Where Are Today's Biomanufacturing Bottlenecks and How Is Industry Looking to Overcome Them?
July 11, 2019
Moderator Dan Stanton, with Ramon LeDoux (YMC Process Technologies), Courtney Morgret (AbbVie), and Kiran Chin (MKA Insights)
Moderator Dan Stanton began the discussion by talking about bottlenecks within manufacturing. “The term bottleneck brings up imagery that describes the sort of problems we have when it comes to the manufacturing flow,” he stated. He posed the first question to Kiran Chin: “Your presentation highlighted companies that ask the right questions, and you spoke of the importance of doing so when it comes to technologies and strategies. In your experience, do bottlenecks feature prominently in those important questions?”
Chin didn’t think so. “They should, but they don’t. Everybody gets so focused on what’s ahead of them that they fail to realize what’s behind them,” she responded. Questions that need to be asked include, “What are our bottlenecks?” and “Where are we struggling to meet the customer demands or the customer challenges?”
Stanton asked Ramon LeDoux and Courtney Morgret about their experiences in upper-level management realizing the importance of bottlenecks ahead of time. Morgret thinks it all comes down to the bottom line. “The intricacies of what it takes to get a product to a patient are known,” she said, “but there are so many different areas that need to come together to make that happen. It’s known and understood, but vast.”
LeDoux believes that from a process development and manufacturing perspective, it’s clearly understood that bottlenecks are a source of frustration. “It’s a real challenge,” he said, “because nobody wants to implement a new process that can’t be scaled up.” He added that there needs to be enough material to work with, but that “with such a focus on speed to market, the implementation of newer technologies often takes a back seat to the speed-to-market issue.”

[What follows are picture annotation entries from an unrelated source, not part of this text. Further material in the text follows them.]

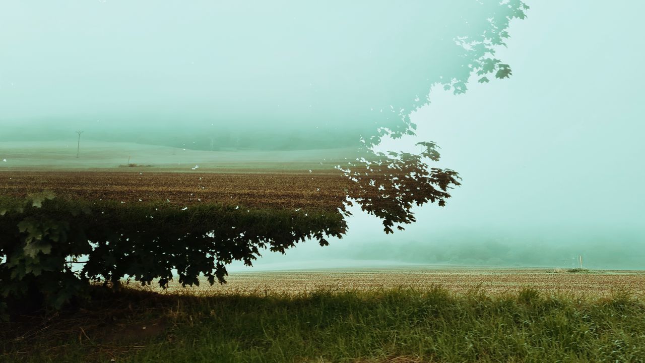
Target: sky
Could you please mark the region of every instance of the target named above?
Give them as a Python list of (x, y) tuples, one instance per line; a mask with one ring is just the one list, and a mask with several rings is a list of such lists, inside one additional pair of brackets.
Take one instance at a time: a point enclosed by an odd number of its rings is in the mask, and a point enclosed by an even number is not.
[(4, 0), (0, 140), (259, 130), (346, 146), (462, 76), (468, 52), (455, 41), (503, 30), (491, 19), (508, 11), (492, 0)]
[[(417, 136), (378, 147), (437, 142), (437, 165), (463, 178), (447, 206), (417, 208), (419, 222), (388, 236), (378, 220), (357, 211), (342, 240), (267, 253), (255, 269), (387, 259), (568, 267), (579, 255), (596, 268), (645, 269), (645, 4), (527, 1), (528, 17), (511, 23), (508, 48), (496, 55), (510, 65), (510, 78), (471, 77), (457, 96), (435, 87), (430, 103), (416, 109), (424, 101), (415, 98), (425, 97), (433, 77), (460, 74), (451, 67), (463, 48), (446, 37), (476, 34), (485, 25), (461, 17), (481, 20), (481, 8), (208, 3), (216, 6), (3, 1), (4, 135), (41, 137), (79, 125), (97, 133), (155, 125), (167, 134), (179, 115), (182, 127), (199, 132), (251, 125), (266, 134), (269, 125), (279, 136), (315, 134), (317, 127), (351, 135), (351, 143), (389, 125), (396, 112), (373, 115), (396, 105)], [(237, 48), (243, 40), (258, 47)], [(293, 44), (304, 50), (290, 52)]]
[(379, 260), (569, 267), (582, 255), (586, 267), (645, 269), (645, 76), (638, 70), (645, 4), (528, 4), (527, 19), (511, 23), (498, 54), (512, 77), (471, 79), (456, 96), (433, 89), (431, 104), (412, 116), (414, 140), (436, 141), (438, 165), (463, 178), (444, 208), (417, 208), (417, 223), (388, 236), (379, 220), (356, 210), (342, 240), (267, 254), (254, 268)]

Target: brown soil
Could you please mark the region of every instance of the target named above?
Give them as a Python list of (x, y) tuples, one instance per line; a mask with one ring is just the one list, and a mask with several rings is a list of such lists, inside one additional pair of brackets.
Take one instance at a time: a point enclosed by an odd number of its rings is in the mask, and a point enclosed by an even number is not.
[[(553, 269), (391, 268), (311, 271), (232, 273), (224, 285), (186, 288), (195, 293), (272, 291), (300, 294), (317, 289), (373, 290), (410, 287), (420, 290), (439, 286), (456, 293), (479, 290), (487, 294), (517, 293), (527, 287), (544, 293), (607, 296), (626, 292), (645, 293), (645, 271), (558, 273)], [(182, 291), (172, 286), (170, 291)]]
[(251, 207), (335, 210), (349, 181), (340, 172), (148, 172), (15, 171), (0, 172), (0, 194), (24, 197), (51, 190), (57, 196), (126, 203), (169, 201)]

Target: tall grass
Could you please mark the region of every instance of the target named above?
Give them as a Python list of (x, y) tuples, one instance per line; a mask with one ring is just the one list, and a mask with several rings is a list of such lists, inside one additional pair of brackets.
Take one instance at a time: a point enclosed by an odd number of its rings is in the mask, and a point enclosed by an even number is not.
[[(504, 296), (477, 291), (455, 295), (441, 288), (321, 290), (295, 296), (124, 293), (48, 320), (48, 332), (5, 324), (11, 333), (0, 337), (0, 361), (645, 360), (645, 304), (624, 293), (588, 300), (531, 289)], [(153, 324), (163, 329), (126, 333)]]

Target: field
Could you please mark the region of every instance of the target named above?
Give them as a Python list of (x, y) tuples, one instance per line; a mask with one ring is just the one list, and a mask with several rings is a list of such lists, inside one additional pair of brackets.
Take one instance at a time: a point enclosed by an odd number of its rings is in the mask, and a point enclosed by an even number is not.
[(645, 359), (642, 272), (444, 267), (229, 280), (181, 293), (97, 291), (74, 309), (0, 323), (0, 362)]
[(0, 171), (0, 194), (45, 189), (67, 199), (126, 203), (168, 201), (179, 206), (221, 203), (254, 207), (335, 210), (348, 180), (326, 172)]
[[(516, 294), (535, 289), (544, 294), (577, 296), (608, 296), (617, 291), (645, 293), (645, 271), (595, 271), (568, 273), (562, 269), (517, 269), (459, 267), (401, 267), (388, 269), (334, 269), (232, 273), (228, 283), (189, 289), (196, 294), (239, 294), (268, 291), (297, 295), (320, 289), (332, 291), (375, 291), (435, 287), (465, 294), (473, 290), (488, 295)], [(181, 288), (179, 289), (181, 289)], [(178, 291), (171, 288), (172, 291)]]
[(349, 149), (210, 152), (87, 140), (77, 158), (72, 141), (0, 142), (0, 195), (50, 189), (126, 203), (335, 211), (348, 180), (334, 166), (357, 156)]
[[(256, 171), (308, 172), (329, 170), (357, 156), (354, 149), (204, 151), (132, 143), (81, 140), (0, 141), (0, 171), (130, 170), (139, 171)], [(5, 161), (6, 160), (6, 161)], [(128, 167), (128, 165), (133, 167)], [(198, 167), (195, 169), (195, 167)]]

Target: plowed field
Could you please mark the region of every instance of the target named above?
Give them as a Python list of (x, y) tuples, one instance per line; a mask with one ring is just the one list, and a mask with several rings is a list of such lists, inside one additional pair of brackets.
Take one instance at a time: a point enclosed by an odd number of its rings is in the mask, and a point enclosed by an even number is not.
[(219, 202), (252, 207), (335, 210), (348, 180), (339, 173), (16, 171), (0, 173), (0, 194), (45, 189), (60, 197), (174, 205)]
[[(374, 290), (412, 287), (420, 290), (441, 286), (457, 293), (475, 289), (492, 295), (516, 293), (531, 287), (543, 293), (575, 296), (610, 296), (620, 290), (645, 293), (645, 271), (556, 272), (553, 269), (391, 268), (232, 273), (224, 285), (190, 288), (196, 293), (270, 291), (299, 294), (317, 289)], [(182, 289), (177, 287), (171, 291)]]

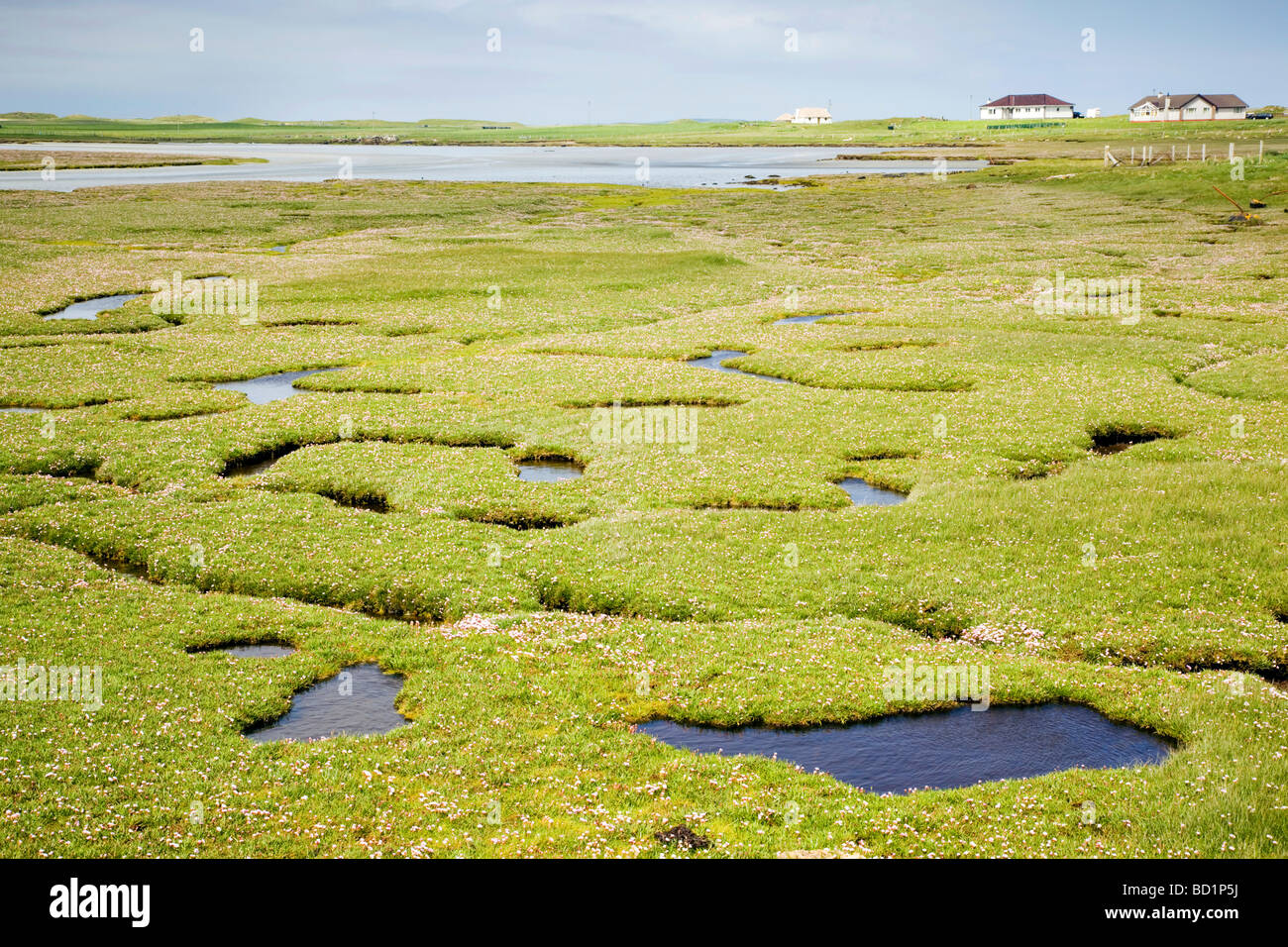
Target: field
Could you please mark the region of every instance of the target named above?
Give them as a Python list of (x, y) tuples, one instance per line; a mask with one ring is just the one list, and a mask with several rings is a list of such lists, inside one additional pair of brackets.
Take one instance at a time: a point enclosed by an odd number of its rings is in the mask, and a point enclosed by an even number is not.
[[(791, 125), (774, 121), (670, 121), (657, 124), (529, 126), (507, 121), (430, 119), (394, 121), (268, 121), (241, 119), (215, 121), (201, 116), (169, 119), (93, 119), (89, 116), (18, 117), (0, 115), (0, 142), (260, 142), (316, 144), (357, 143), (397, 137), (399, 144), (599, 144), (599, 146), (940, 146), (954, 155), (1003, 157), (1100, 157), (1105, 144), (1155, 149), (1193, 146), (1195, 155), (1207, 144), (1225, 151), (1229, 142), (1255, 148), (1288, 148), (1288, 119), (1188, 122), (1184, 126), (1127, 121), (1126, 115), (1078, 119), (1059, 126), (1023, 128), (1023, 122), (951, 121), (929, 117), (891, 117), (836, 121), (831, 125)], [(989, 128), (1011, 125), (1011, 128)]]
[[(668, 856), (684, 823), (699, 857), (1282, 856), (1288, 157), (1104, 169), (1110, 138), (781, 192), (0, 192), (0, 403), (40, 411), (0, 414), (0, 664), (104, 674), (97, 711), (0, 705), (0, 854)], [(175, 272), (254, 280), (258, 313), (41, 318)], [(1072, 280), (1114, 309), (1042, 305)], [(684, 365), (715, 349), (795, 384)], [(696, 442), (605, 442), (614, 402), (692, 408)], [(520, 482), (538, 457), (585, 475)], [(200, 651), (229, 642), (299, 651)], [(882, 694), (908, 657), (1179, 749), (877, 796), (631, 732), (943, 706)], [(411, 725), (241, 734), (355, 661), (407, 675)]]

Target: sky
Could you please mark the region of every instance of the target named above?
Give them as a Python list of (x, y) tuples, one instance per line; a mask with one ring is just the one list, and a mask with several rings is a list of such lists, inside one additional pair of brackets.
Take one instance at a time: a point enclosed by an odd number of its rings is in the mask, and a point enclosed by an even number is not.
[(1106, 115), (1155, 91), (1260, 107), (1288, 104), (1285, 35), (1288, 0), (0, 0), (0, 112), (967, 119), (1042, 91)]

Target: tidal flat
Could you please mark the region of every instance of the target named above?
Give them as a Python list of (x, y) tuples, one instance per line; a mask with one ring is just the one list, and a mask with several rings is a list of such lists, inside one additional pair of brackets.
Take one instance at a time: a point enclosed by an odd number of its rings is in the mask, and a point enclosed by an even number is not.
[[(1229, 178), (0, 193), (0, 665), (103, 680), (0, 702), (0, 853), (1282, 857), (1288, 158)], [(41, 318), (175, 271), (258, 318)], [(1036, 305), (1061, 273), (1141, 308)], [(189, 653), (246, 642), (296, 651)], [(891, 698), (907, 660), (1175, 750), (884, 796), (634, 732), (956, 706)], [(243, 734), (370, 664), (406, 725)]]

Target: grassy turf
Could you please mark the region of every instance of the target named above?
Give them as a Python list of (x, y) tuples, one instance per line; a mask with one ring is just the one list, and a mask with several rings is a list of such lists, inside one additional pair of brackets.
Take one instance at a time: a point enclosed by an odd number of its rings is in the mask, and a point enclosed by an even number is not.
[[(0, 414), (0, 664), (106, 674), (98, 713), (0, 703), (0, 852), (1280, 854), (1288, 160), (1229, 170), (0, 195), (0, 403), (44, 410)], [(174, 271), (256, 280), (259, 320), (40, 318)], [(1139, 318), (1042, 312), (1061, 273), (1137, 278)], [(684, 365), (715, 349), (791, 384)], [(614, 402), (692, 408), (692, 450), (596, 437)], [(232, 640), (300, 649), (185, 651)], [(630, 732), (907, 710), (908, 656), (1181, 749), (877, 798)], [(363, 660), (411, 727), (240, 736)]]

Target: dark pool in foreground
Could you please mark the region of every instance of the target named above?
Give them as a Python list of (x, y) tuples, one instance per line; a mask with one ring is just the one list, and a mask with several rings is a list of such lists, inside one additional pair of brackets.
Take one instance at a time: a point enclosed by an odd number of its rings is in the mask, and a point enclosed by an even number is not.
[(777, 756), (871, 792), (954, 789), (1061, 769), (1162, 763), (1162, 737), (1075, 703), (961, 707), (809, 729), (719, 729), (650, 720), (636, 728), (697, 752)]
[(295, 648), (289, 644), (229, 644), (227, 648), (211, 648), (211, 651), (233, 657), (286, 657), (295, 653)]
[[(348, 676), (346, 676), (348, 675)], [(269, 724), (246, 731), (258, 743), (278, 740), (322, 740), (339, 734), (388, 733), (408, 723), (394, 710), (402, 691), (401, 674), (385, 674), (380, 665), (350, 665), (291, 698), (291, 709)]]
[(66, 309), (52, 312), (48, 316), (44, 316), (43, 318), (46, 322), (50, 320), (97, 320), (100, 312), (120, 309), (131, 299), (138, 299), (142, 295), (143, 295), (142, 292), (126, 292), (118, 296), (99, 296), (98, 299), (82, 299), (79, 303), (72, 303)]
[(581, 465), (571, 460), (529, 460), (518, 468), (519, 479), (529, 483), (558, 483), (581, 477)]
[(251, 378), (243, 381), (218, 381), (215, 388), (223, 388), (229, 392), (241, 392), (250, 398), (252, 405), (268, 405), (273, 401), (282, 401), (296, 394), (303, 394), (304, 392), (296, 388), (295, 383), (301, 378), (317, 375), (323, 371), (335, 371), (335, 368), (279, 371), (276, 375), (260, 375), (259, 378)]
[(884, 487), (873, 487), (858, 477), (846, 477), (836, 486), (849, 495), (855, 506), (894, 506), (896, 502), (903, 502), (908, 499), (907, 493), (885, 490)]
[(747, 378), (759, 378), (765, 381), (778, 381), (779, 384), (792, 384), (791, 379), (777, 378), (774, 375), (757, 375), (753, 371), (743, 371), (742, 368), (735, 368), (732, 365), (725, 365), (724, 362), (730, 358), (741, 358), (747, 354), (746, 352), (738, 352), (737, 349), (716, 349), (710, 356), (705, 358), (690, 358), (685, 365), (692, 365), (694, 368), (711, 368), (712, 371), (726, 371), (733, 375), (746, 375)]

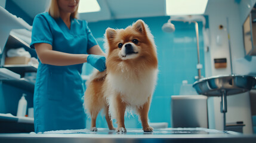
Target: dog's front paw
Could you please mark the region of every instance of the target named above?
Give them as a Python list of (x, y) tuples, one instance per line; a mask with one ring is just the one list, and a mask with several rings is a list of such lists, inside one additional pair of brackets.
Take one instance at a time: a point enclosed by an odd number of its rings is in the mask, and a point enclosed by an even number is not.
[(116, 128), (110, 128), (109, 129), (109, 130), (116, 130)]
[(97, 132), (97, 130), (98, 130), (98, 129), (97, 129), (96, 127), (91, 127), (91, 131), (92, 131), (92, 132)]
[(152, 128), (150, 126), (143, 128), (143, 130), (144, 132), (153, 132), (153, 128)]
[(117, 133), (126, 133), (127, 129), (123, 127), (118, 127), (116, 129), (116, 132)]

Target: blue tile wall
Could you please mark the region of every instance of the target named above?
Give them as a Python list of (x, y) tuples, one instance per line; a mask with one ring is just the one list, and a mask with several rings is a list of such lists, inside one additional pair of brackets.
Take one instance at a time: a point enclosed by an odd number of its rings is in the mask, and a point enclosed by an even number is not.
[[(169, 17), (155, 17), (141, 18), (148, 24), (155, 37), (158, 49), (159, 60), (159, 74), (149, 111), (149, 117), (151, 122), (168, 122), (171, 125), (171, 96), (178, 95), (182, 80), (187, 80), (189, 84), (193, 83), (196, 69), (197, 47), (195, 24), (174, 21), (175, 31), (166, 33), (162, 31), (164, 23), (166, 23)], [(124, 29), (137, 19), (122, 19), (90, 23), (88, 26), (99, 45), (103, 48), (103, 35), (107, 27)], [(205, 75), (203, 40), (202, 23), (199, 23), (199, 46), (201, 63), (203, 65), (202, 75)], [(91, 73), (92, 67), (86, 64), (84, 74)], [(97, 124), (98, 127), (107, 127), (103, 115), (98, 117)], [(141, 128), (138, 117), (130, 117), (125, 119), (127, 128)], [(129, 123), (128, 123), (129, 122)], [(90, 119), (88, 123), (90, 125)], [(89, 125), (88, 125), (89, 126)]]

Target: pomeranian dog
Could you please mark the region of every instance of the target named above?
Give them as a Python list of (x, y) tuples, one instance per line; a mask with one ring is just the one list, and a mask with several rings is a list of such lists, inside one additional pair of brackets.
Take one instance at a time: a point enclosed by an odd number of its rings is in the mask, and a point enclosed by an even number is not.
[[(85, 92), (85, 109), (91, 117), (91, 130), (97, 130), (96, 118), (104, 109), (109, 129), (126, 132), (125, 112), (129, 107), (139, 116), (144, 132), (153, 132), (147, 122), (158, 74), (153, 35), (147, 25), (138, 20), (125, 29), (107, 28), (105, 38), (107, 70), (92, 73)], [(112, 122), (114, 119), (116, 129)]]

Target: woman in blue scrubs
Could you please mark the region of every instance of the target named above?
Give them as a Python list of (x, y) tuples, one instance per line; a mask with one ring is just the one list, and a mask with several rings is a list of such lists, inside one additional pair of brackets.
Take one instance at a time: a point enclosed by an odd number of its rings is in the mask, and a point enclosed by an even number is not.
[(34, 93), (35, 132), (85, 128), (82, 67), (106, 69), (105, 54), (87, 22), (76, 18), (79, 0), (52, 0), (33, 21), (30, 47), (39, 58)]

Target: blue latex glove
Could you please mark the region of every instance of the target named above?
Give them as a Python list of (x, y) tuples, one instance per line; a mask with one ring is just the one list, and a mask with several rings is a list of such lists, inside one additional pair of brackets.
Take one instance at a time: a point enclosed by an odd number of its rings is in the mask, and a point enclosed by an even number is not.
[(87, 57), (87, 63), (100, 72), (106, 69), (106, 57), (103, 55), (90, 54)]

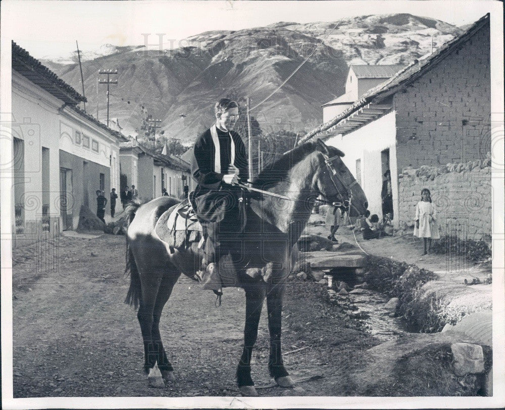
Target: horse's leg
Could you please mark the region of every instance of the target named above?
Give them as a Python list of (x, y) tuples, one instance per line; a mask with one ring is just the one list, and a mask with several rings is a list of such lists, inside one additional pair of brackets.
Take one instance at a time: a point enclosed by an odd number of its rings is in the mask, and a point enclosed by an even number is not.
[(244, 348), (237, 367), (237, 384), (243, 396), (258, 395), (251, 378), (251, 357), (252, 347), (258, 338), (258, 326), (261, 309), (265, 300), (265, 289), (262, 283), (247, 284), (245, 290), (245, 325), (244, 327)]
[(173, 381), (175, 378), (174, 376), (174, 368), (167, 357), (167, 354), (161, 340), (161, 335), (160, 334), (160, 319), (161, 318), (163, 307), (170, 297), (174, 285), (177, 281), (180, 274), (179, 272), (173, 270), (169, 271), (163, 276), (160, 284), (160, 288), (158, 289), (153, 312), (153, 326), (151, 330), (153, 344), (154, 348), (158, 351), (157, 361), (158, 367), (161, 371), (163, 378), (167, 381)]
[(141, 274), (142, 297), (137, 312), (144, 342), (144, 370), (148, 374), (149, 384), (154, 387), (165, 386), (161, 373), (157, 366), (155, 367), (158, 359), (158, 348), (153, 343), (152, 336), (155, 305), (163, 276), (163, 271), (160, 269), (149, 269), (144, 274)]
[(268, 370), (270, 376), (281, 387), (292, 387), (294, 383), (284, 368), (281, 348), (281, 314), (284, 290), (283, 283), (269, 283), (267, 285), (267, 310), (268, 312), (268, 330), (270, 334)]

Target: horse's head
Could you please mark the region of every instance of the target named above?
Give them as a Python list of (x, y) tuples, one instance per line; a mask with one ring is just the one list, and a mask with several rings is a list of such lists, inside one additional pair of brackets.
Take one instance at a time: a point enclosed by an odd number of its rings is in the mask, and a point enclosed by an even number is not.
[(318, 193), (329, 203), (343, 203), (349, 216), (364, 214), (368, 207), (367, 197), (342, 161), (341, 157), (344, 153), (334, 147), (326, 145), (319, 139), (316, 146), (322, 154), (318, 155), (319, 169), (315, 181)]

LeDoux added that companies address such issues by scaling based on current technologies in their platform. In an existing facility, for example, the bottleneck might be in the amount of buffer the company can prepare or use at a given time and the size of chromatography columns needed to support equipment that it already has. Such a company would prevent potential bottlenecks by refraining from changing the technology and simply scaling larger.
Chin added, “I think that the phrase unmet need is what we use to describe bottlenecks. How do we address this challenge, and how do we continue to grow? When we think about the unmet need, I think that is on the radar of all the executives that I speak to. If we don’t meet that customer need, we’re going to fail to thrive.”
Overcoming Bottlenecks in Biomanufacturing
Stanton shifted the question to biomanufacturing bottlenecks. “Where are they occurring?”
Chin pointed to a lack of available talent. “The biggest challenge right now seems to be in getting trained talent through the doors to do the job we need done. What we’re seeing is people jumping from organization to organization just because the retention programs are not so great.”
Morgret added that the bottlenecks in antibody–drug conjugate (ADC) development lie in the significant lead times required to get such products to patients. Supplier schedules require a certain agility to respond to changing clinical needs and shifting timelines. She believes that having the flexibility to manage all the different manufacturing modes can be a challenging proposition.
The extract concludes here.